Easy reading
Lately I've been having trouble reading difficult books. It's likely a result of an annoying case of sciatica, two bruised ribs, the fact our apartment flooded and we're living in our landlord's attic, my summer class got cancelled so I'm out $2700, and we've had a couple deaths recently of close family and friends. Not to complain. I still feel like my brain should be working better than it is.
For the past week or so I've been very slowly reading László Krasznahorkai's Satantango, published in Hungarian in 1985 and only appearing this year in English translation. It's not an easy read. (Béla Tarr and Krasznahorkai collaborated on a seven-hour movie version of the book, to give you an idea of its denseness and complexity.)
If you let them, Krasznahorkai's long, sometimes meandering sentences can sweep you up in a very unique way; his voice lives inside your thoughts and changes how you see the world.

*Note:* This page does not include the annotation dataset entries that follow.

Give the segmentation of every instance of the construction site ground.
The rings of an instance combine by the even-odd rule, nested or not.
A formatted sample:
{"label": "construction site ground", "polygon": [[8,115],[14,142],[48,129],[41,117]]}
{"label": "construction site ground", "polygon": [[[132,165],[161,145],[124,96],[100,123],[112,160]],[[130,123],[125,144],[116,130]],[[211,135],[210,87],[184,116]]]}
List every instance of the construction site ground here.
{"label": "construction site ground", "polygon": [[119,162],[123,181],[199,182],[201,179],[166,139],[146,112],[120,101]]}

This was certainly my experience reading War & War, one of my favourite novels. But his writing can also be exhausting, and I think I've been too tired lately to be made any more exhausted.
So I've been struggling, zoning out, losing my place, forgetting details, giving up and watching videos of top high school basketball prospects instead. Also, I've been doing some easy reading. Henning Mankell is an author whose name I'd always seen everywhere; I just read The Dogs of Riga and really dug it. Sometimes it's nice not to have to do any more work than keep your eyes open, moving down the page.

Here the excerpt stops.